Third-party code, MSP

Third-Party Software Patching: Your Cyber Armor in 2024

Patching: the unlocked door

As an MSP, you’re not just a tech wizard, you are the guardian of your clients’ data sanctuaries. Where hackers wield virtual swords, third-party software patching is your gleaming armor. Let’s sharpen our swords and dive into why this battle matters. 

Why Third-Party Patching? 

Third-party patching involves deploying updates to applications not developed by the device or OS manufacturer. These applications — think Adobe Acrobat Reader, Google Chrome, or WinZip — form the backbone of daily business operations. Yet, they’re also prime targets for cybercriminals due to potential vulnerabilities. Recent examples show the importance of third-party patching and why leaving it up to your customers and their users to keep software updated can leave them open to attack. 

Legendary Exploits 

Your customers rely on business software applications to help them deliver products and services. However, without timely updates, they can become ticking timebomb, as some of these fabled exploits show. 

  1. Microsoft Office (CVE-2017-11882).This vulnerability allowed remote code execution through malicious documents. Imagine a seemingly harmless Word file—once opened, it becomes a gateway for cyber intruders
  2. Adobe Acrobat Reader (CVE-2018-7600). An example of a remote code execution flaw. Cybercriminals exploit PDF files to infiltrate systems. A harmless-looking invoice could harbor a digital serpent
  3. CMS Platforms (e.g., Drupal, WordPress). Unpatched CMS systems are like unlocked castle doors. The Drupalgeddon vulnerability (CVE-2018-7600) allowed attackers to take control of Drupal sites. WordPress plugins also pose risks if not updated promptly. 
  4. Browser Vulnerabilities. Browsers like Google Chrome and Mozilla Firefox are frequent targets. Malicious websites exploit browser flaws to deliver malware or steal sensitive data. 
  5. Canva (CVE-2019-18935). Even creative tools aren’t immune. Canva, a popular design platform, had a vulnerability allowing remote code execution. Imagine a seemingly innocent logo design file — boom, cyber breach

Why It’s Your Quest

  1. 75% of Attacks Knock on Third-Party Doors. Cyber fiends love these back alleys. They exploit vulnerabilities in apps like Adobe Acrobat Reader and Google Chrome. Your mission? Seal those cracks. 
  2. The art of deception could fool your clients. Imagine a dragon guarding a treasure chest. Then imagine that the dragon is malicious code masquerading as a legitimate patch. Users unwittingly download it, and boom — their castle crumbles. 

Your Battle Plan

  1. Automate Like a Wizard. Use tools that automate Patch Management with spellbinding simplicity - applying patches while you sip your digital mead. 
  2. Prioritize Like a Paladin. Identify the crown jewels — those critical apps. Patch them first. Your clients will reward you with unfailing loyalty. 
  3. Stay Vigilant. Read the scrolls (security advisories). Be the hawk-eye watching for vulnerabilities. Swiftly deploy patches like arrows from your cyber quiver. Syxsense provides an independent monthly Third-Party Round Up webinar highlighting dangers you should be aware of. 

Outlook for 2024

The horizon glimmers with promise.
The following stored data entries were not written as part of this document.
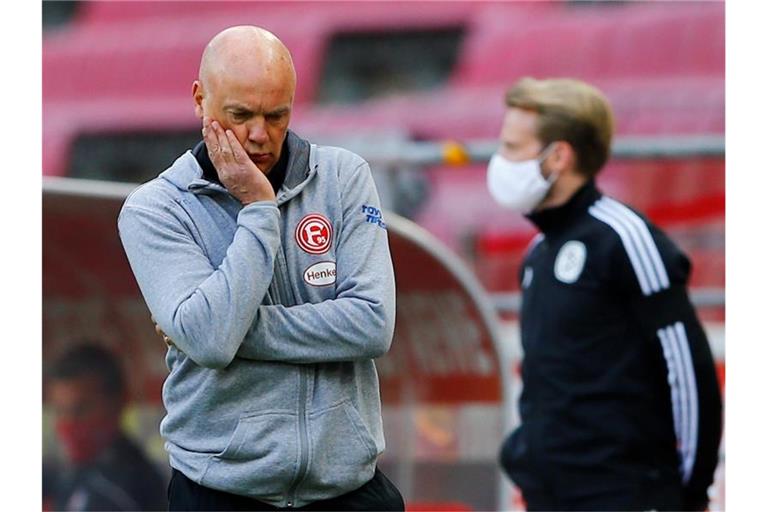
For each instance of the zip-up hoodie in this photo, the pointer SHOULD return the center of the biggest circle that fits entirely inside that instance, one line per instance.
(276, 311)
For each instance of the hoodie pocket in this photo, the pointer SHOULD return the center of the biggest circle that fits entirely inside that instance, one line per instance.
(260, 459)
(344, 452)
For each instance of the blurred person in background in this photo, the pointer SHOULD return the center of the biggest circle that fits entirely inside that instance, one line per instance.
(103, 470)
(265, 264)
(620, 407)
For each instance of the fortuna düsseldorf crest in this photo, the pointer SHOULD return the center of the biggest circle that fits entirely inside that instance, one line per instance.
(314, 234)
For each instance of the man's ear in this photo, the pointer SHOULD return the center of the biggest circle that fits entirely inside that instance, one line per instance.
(197, 96)
(563, 158)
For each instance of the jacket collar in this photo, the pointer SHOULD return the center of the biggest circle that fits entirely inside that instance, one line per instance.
(551, 220)
(187, 174)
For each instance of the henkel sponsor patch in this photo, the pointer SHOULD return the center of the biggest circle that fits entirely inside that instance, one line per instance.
(314, 234)
(373, 216)
(321, 274)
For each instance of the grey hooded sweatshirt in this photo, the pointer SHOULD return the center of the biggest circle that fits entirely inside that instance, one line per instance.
(276, 312)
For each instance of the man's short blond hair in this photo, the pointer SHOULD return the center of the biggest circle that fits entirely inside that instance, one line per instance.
(569, 110)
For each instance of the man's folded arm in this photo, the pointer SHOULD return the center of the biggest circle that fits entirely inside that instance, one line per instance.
(206, 311)
(358, 323)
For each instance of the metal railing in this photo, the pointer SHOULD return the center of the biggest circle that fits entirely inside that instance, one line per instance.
(426, 153)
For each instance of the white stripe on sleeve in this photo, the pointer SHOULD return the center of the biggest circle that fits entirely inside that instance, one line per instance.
(647, 240)
(693, 397)
(682, 385)
(638, 243)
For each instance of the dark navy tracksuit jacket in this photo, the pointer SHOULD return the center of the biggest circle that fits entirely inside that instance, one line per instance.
(620, 405)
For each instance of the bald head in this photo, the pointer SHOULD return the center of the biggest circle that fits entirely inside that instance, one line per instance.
(248, 52)
(247, 84)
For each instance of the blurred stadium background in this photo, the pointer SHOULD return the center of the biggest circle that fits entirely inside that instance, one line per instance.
(417, 88)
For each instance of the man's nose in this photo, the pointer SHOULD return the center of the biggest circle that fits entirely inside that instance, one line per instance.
(257, 131)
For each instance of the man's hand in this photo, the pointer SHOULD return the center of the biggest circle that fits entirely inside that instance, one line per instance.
(235, 169)
(159, 331)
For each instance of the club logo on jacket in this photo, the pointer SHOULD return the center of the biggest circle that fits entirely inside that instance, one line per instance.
(321, 274)
(314, 234)
(570, 261)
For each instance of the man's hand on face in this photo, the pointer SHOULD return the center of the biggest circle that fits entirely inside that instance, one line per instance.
(235, 169)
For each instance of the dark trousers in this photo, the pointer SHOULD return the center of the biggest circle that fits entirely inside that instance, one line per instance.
(378, 494)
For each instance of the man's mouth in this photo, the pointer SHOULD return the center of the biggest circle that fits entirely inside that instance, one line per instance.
(260, 157)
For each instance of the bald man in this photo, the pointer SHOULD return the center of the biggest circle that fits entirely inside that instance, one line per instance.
(257, 257)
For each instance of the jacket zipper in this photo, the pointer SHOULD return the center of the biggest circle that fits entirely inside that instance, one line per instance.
(285, 291)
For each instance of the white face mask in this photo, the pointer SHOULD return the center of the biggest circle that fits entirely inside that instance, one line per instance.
(518, 186)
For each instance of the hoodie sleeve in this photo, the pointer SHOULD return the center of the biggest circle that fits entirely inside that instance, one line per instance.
(653, 272)
(206, 311)
(357, 324)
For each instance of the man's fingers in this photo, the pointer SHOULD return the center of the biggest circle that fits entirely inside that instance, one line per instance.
(209, 136)
(225, 151)
(238, 153)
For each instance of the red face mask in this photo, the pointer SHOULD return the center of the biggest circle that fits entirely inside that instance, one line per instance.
(83, 440)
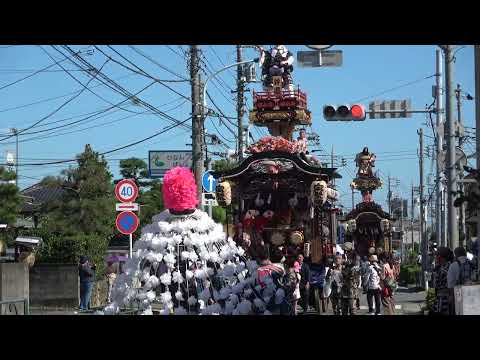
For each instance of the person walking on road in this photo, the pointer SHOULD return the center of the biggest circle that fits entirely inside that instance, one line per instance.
(388, 285)
(461, 271)
(86, 272)
(294, 282)
(305, 280)
(111, 274)
(441, 305)
(373, 279)
(336, 284)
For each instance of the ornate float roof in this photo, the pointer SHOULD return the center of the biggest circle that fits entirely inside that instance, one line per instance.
(286, 160)
(368, 208)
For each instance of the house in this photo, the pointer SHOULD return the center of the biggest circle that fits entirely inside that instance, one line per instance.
(37, 197)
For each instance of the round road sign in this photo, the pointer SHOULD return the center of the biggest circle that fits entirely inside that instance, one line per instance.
(319, 47)
(126, 190)
(127, 222)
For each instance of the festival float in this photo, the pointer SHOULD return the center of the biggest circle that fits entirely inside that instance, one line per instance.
(280, 197)
(368, 226)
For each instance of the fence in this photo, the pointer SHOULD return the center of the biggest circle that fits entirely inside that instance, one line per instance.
(14, 309)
But so do the shadows. In 2024, cyber-storms will brew — new zero days, fresh exploits. Your clients’ castles need reinforcement. Be their beacon. Patch relentlessly. Educate zealously. Shield fiercely. 

Remember, MSPs, you’re not just tech support; you’re the knights of the digital round table. So, unsheathe your patching swords, ride forth, and let the cyber saga continue!